The sad fact is, the course we were talking about last night is one where attendance and learning what one needs to in order to fulfil the requirements of the assignments are strongly correlated. Moreover, it’s a class that one must pass in order to graduate. What this means is that ditching the class is an impediment to graduating. This makes it feel especially urgent to do what one can to help one’s students to see that the correlation is there and take this into consideration when making decisions.
Because trust me, there are always students who profess to be shocked when they discover that the minimal effort they have expended on the class has not been enough to pass. Then there’s the tearful “is there anything else I can do to pass?” conference. And, as big a fan of the cultivation of personal responsibility as we professorial types may be, we’re not made of stone. No, we don’t cave, but it exacts some emotional energy not to cave when a kid who has made some bad choices is crying in your office asking for a do-over.
So, at minimum, we like to make sure there’s very clear signage on the path of doom. And, we’d like to make the path that’s more likely to lead to success more attractive.

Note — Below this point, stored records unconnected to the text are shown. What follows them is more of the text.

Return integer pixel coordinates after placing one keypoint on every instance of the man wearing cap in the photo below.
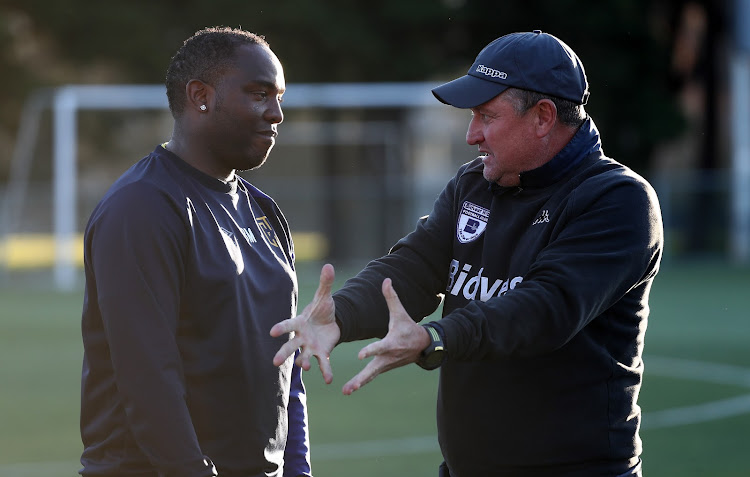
(543, 251)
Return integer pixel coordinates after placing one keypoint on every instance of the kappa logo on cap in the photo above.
(491, 72)
(472, 222)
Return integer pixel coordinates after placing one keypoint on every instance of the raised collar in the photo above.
(584, 142)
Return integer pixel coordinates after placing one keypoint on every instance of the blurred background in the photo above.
(363, 152)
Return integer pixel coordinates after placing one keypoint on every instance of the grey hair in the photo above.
(568, 112)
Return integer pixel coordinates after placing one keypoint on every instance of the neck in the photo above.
(196, 155)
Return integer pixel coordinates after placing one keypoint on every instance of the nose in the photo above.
(474, 134)
(274, 114)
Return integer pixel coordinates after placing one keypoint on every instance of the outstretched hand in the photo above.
(402, 345)
(315, 332)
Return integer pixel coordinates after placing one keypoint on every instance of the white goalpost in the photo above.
(67, 101)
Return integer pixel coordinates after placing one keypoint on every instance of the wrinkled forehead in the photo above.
(258, 64)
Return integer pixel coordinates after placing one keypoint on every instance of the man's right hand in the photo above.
(314, 331)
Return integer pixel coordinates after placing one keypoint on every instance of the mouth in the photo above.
(269, 133)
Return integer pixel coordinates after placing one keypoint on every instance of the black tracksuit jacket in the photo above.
(545, 292)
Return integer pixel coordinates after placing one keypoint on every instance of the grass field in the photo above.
(696, 393)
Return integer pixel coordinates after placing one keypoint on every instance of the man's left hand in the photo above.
(402, 345)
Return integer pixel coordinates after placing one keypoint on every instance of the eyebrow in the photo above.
(268, 85)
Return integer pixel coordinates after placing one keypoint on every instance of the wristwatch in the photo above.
(433, 355)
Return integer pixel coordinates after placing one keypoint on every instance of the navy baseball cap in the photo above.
(533, 61)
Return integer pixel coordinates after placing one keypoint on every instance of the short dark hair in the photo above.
(204, 56)
(568, 112)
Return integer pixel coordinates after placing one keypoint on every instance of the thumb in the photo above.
(327, 275)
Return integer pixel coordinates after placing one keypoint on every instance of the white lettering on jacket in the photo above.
(476, 287)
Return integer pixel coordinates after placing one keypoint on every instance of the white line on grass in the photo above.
(658, 365)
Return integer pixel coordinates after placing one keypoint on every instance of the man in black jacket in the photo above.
(188, 265)
(545, 251)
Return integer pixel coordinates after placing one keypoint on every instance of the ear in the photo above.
(546, 116)
(198, 94)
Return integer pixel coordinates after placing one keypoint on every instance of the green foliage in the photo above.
(394, 40)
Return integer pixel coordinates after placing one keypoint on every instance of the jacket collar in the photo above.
(583, 143)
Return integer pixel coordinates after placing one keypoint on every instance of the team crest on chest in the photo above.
(267, 230)
(471, 222)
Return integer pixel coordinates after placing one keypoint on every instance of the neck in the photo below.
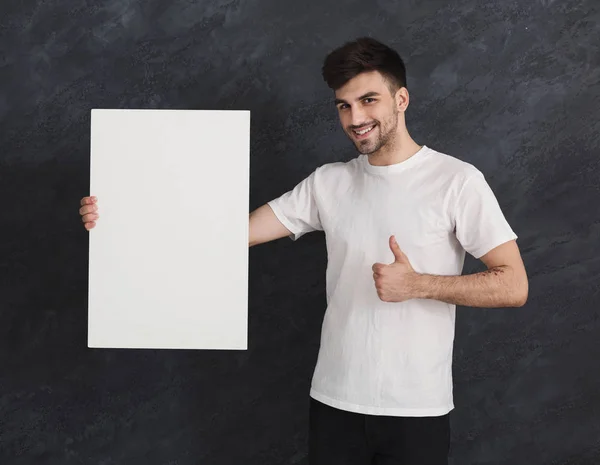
(400, 149)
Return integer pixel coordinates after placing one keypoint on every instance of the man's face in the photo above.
(365, 103)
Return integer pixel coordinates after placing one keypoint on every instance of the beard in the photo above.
(383, 134)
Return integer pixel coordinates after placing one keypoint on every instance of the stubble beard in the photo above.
(385, 134)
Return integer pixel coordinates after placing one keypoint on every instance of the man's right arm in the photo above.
(265, 226)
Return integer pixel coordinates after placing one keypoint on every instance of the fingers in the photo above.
(88, 212)
(89, 200)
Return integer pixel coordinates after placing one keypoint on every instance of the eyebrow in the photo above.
(367, 95)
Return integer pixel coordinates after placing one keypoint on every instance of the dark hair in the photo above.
(360, 55)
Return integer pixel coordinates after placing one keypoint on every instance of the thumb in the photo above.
(398, 254)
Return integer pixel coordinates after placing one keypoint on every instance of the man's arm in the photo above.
(264, 226)
(503, 284)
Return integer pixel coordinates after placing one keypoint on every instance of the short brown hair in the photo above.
(361, 55)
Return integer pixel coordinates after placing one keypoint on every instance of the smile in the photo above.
(363, 132)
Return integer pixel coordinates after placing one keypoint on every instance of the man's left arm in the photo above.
(503, 284)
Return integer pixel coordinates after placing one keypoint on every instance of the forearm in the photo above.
(496, 287)
(263, 226)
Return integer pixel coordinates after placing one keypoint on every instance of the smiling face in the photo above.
(369, 113)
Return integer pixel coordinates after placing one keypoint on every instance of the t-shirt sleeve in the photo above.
(480, 224)
(298, 208)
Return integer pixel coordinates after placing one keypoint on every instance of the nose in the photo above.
(359, 117)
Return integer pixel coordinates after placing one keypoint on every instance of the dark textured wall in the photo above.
(512, 87)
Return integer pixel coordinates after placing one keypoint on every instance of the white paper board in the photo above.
(168, 258)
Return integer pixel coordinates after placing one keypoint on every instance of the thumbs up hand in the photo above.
(395, 282)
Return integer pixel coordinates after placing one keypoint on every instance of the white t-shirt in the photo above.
(391, 358)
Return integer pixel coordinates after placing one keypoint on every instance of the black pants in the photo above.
(337, 437)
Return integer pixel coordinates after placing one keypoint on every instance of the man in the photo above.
(398, 221)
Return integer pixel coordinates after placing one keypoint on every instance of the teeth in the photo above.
(360, 133)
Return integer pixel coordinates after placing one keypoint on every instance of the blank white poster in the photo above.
(168, 258)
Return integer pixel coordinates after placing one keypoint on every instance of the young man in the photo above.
(398, 221)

We just aren’t clear on what precisely would attract our students to it.
One other point that I will toss out there without belaboring: a high absentee rate in a class can really screw up your plans for a class meeting, especially one organized around discussion. If half the students don’t show up, and maybe a third of those who do haven’t done the reading and/or won’t open their mouths, it does not make for a riveting learning experience even for those who do show up. In a situation where instructors can’t cut loose those who don’t want to be in the class in fill those slots with students who are ready to engage in the material, it’s a suboptimal experience for everyone.